A arguida vem também acusada pela prática, em autoria material de um crime de difamação previsto e punido pelos arts. 180.º, n.º 1 do Código Penal.

Dispõe o referido preceito que “quem, dirigindo-se a terceiro, imputar a outra pessoa, mesmo sob a forma de suspeita, um facto ou formular sobre ela um juízo, ofensivos da sua honra ou consideração, ou reproduzir uma tal imputação ou juízo, é punido com pena de prisão até seis meses ou com pena de multa até 240 dias”.

Com esta incriminação pretendeu o legislador tutelar a honra do indivíduo, vendo a doutrina dominante tal honra como um bem jurídico complexo, o qual inclui, por um lado, “o valor pessoal ou interior de cada indivíduo, radicado na sua dignidade, e, por outro, a sua própria reputação ou consideração exterior” (neste sentido, JOSÉ DE FARIA COSTA, in Comentário Conimbricense do Código Penal, Parte Especial, Tomo I – Artigos 131.º a 201.º, Coimbra Editora, Coimbra, 1999, pp. 602 a 607).

A difamação traduz a actuação de quem, dirigindo-se a terceiro, imputar a outra pessoa, mesmo sob a forma de suspeita, um facto, ou formular sobre ela um juízo, ofensivos da sua honra ou consideração, ou reproduzir uma tal imputação ou juízo.

Difamar é assim desacreditar publicamente; é atribuir a alguém um facto ou conduta, ainda que não criminosos, que encerrem em si uma reprovação ético-social e, por consequência, sejam ofensivos da reputação do visado.

Assim, doutrinariamente pode definir-se difamação como a atribuição indirecta a outrem de factos ou juízos, ainda que não criminosos, que encerrem em si reprovação ético social, isto é, que sejam ofensivos da reputação do visado.

Na linguagem da lei a difamação compreende comportamentos lesivos da honra e consideração de alguém.

Honra é a essência da personalidade humana, referindo-se, propriamente, à probidade, à rectidão, à lealdade, ao carácter; é a dignidade subjectiva, entendida como o elenco de valores éticos que cada pessoa possui; consideração é o património de bom nome, de crédito, de confiança que cada um pode ter adquirido ao longo da sua vida, sendo como que o aspecto exterior da honra, já que provém do juízo em que somos tidos pelos outros; é a dignidade objectiva, a forma como a sociedade vê cada cidadão.

 Por isso afirmava Schoppenhauer que a honra, “objectivamente, é a opinião dos outros sobre o nosso mérito; subjectivamente o nosso receio diante dessa opinião”.
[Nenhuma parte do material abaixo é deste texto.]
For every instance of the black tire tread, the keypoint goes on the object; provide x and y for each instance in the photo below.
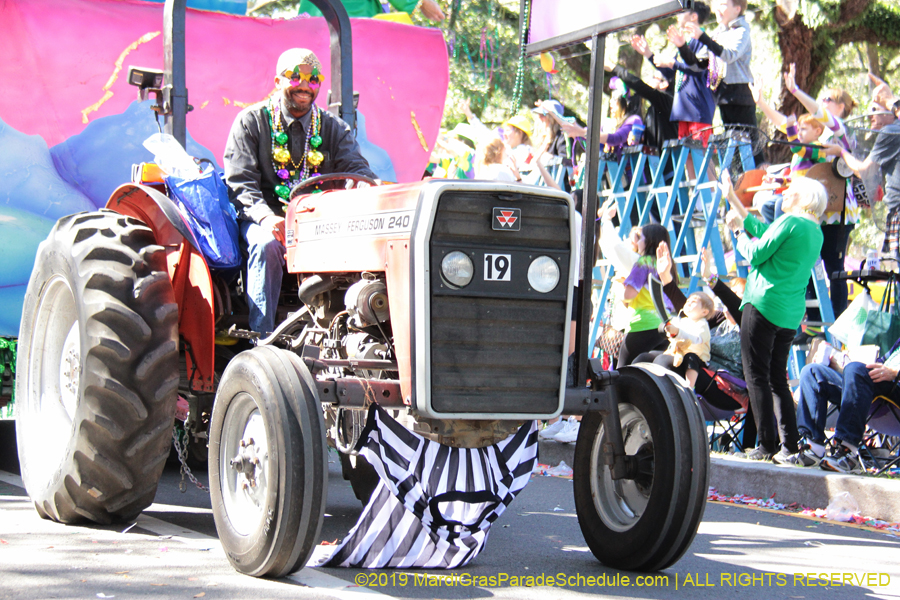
(660, 538)
(123, 421)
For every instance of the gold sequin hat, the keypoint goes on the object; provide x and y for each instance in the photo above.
(296, 56)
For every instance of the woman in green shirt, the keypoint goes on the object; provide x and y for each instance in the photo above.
(782, 256)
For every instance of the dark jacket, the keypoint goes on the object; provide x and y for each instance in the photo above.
(249, 171)
(658, 126)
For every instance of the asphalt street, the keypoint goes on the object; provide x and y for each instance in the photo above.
(172, 552)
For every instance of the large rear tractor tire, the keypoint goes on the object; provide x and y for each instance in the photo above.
(648, 522)
(268, 469)
(97, 372)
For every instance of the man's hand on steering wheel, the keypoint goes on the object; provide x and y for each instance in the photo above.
(352, 180)
(277, 225)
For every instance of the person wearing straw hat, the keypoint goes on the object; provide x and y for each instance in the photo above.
(273, 146)
(517, 136)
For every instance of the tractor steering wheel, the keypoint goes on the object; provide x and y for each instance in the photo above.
(352, 181)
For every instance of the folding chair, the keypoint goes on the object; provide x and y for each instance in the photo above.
(881, 445)
(731, 421)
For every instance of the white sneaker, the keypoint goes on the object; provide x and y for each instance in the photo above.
(569, 433)
(549, 431)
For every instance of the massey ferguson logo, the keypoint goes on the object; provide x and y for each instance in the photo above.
(507, 219)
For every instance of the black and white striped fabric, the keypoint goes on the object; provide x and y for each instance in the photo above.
(434, 505)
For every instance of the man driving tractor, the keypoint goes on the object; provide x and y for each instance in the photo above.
(273, 146)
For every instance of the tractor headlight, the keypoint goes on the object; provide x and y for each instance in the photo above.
(543, 274)
(457, 269)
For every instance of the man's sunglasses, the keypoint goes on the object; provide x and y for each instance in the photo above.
(295, 77)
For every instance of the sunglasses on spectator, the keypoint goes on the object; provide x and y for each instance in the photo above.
(295, 77)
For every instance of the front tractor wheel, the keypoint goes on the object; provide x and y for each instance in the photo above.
(267, 462)
(645, 522)
(97, 370)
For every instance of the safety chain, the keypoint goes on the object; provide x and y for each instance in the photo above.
(182, 458)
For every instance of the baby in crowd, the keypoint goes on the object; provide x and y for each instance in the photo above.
(689, 336)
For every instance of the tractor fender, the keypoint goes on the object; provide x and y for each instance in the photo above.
(188, 271)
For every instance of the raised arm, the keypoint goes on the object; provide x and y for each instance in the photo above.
(773, 115)
(790, 82)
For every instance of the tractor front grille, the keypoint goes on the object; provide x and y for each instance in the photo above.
(498, 347)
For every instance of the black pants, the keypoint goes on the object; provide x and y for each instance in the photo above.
(765, 348)
(638, 342)
(834, 247)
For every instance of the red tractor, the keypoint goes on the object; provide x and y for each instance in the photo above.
(446, 302)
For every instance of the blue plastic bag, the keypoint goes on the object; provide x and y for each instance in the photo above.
(210, 215)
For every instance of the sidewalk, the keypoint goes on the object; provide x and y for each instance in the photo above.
(812, 487)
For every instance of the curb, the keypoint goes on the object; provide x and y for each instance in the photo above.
(812, 487)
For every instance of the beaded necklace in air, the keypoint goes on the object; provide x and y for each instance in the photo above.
(291, 173)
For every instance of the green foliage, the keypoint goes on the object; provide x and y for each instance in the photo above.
(483, 42)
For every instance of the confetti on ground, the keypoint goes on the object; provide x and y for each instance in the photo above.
(557, 471)
(796, 510)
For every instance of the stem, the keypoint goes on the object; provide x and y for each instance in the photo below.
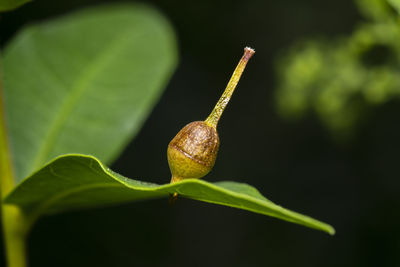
(215, 115)
(14, 227)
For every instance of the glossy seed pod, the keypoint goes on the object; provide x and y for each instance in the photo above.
(193, 151)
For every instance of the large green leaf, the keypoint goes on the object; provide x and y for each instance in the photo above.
(84, 83)
(77, 181)
(11, 4)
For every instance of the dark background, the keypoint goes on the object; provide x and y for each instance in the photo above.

A difamação distingue-se da injúria por pressupor uma relação triangular, em que a ofensa é levada a cabo através da intervenção de uma terceira pessoa, ou seja, dirigida e veiculada por terceiro (ou terceiros), e não directamente perante a própria vítima.

Na definição do bem jurídico protegido com a incriminação da difamação deve-se, em nosso entender, partir de uma concepção normativa da honra, entendida enquanto bem que respeita a todo o homem pela sua qualidade de pessoa, e que inclui quer o valor pessoal ou interior de cada indivíduo, radicado na sua dignidade (a honra inerente à pessoa enquanto portadora de valores morais e espirituais), quer a própria reputação ou consideração exterior.

A doutrina dominante perfilha ainda do entendimento de que a compreensão da honra, enquanto bem jurídico socialmente vinculado, tem uma óbvia variabilidade, “em função das representações colectivas dominantes e historicamente contingentes”.

O crime de difamação é um crime necessariamente doloso (artigo 13º do Código Penal), pressupondo o conhecimento dos elementos objectivos do tipo (elemento intelectual do dolo), a vontade de realização do facto (elemento volitivo) e a consciência da ilicitude da conduta (elemento emocional do dolo).

O dolo pode aqui revestir qualquer das suas modalidades, incluindo o dolo eventual (artigo 14º do Código Penal).

Em resumo, em termos de tipo objectivo de ilícito podemos sistematicamente afirmar que este se estrutura em dois grandes segmentos:

- Por um lado a ofensa propriamente dita;

- Por outro o segmento de sinuosidade que exige que a conduta não se face directamente ao ofendido, mas antes seja dirigido a terceiros.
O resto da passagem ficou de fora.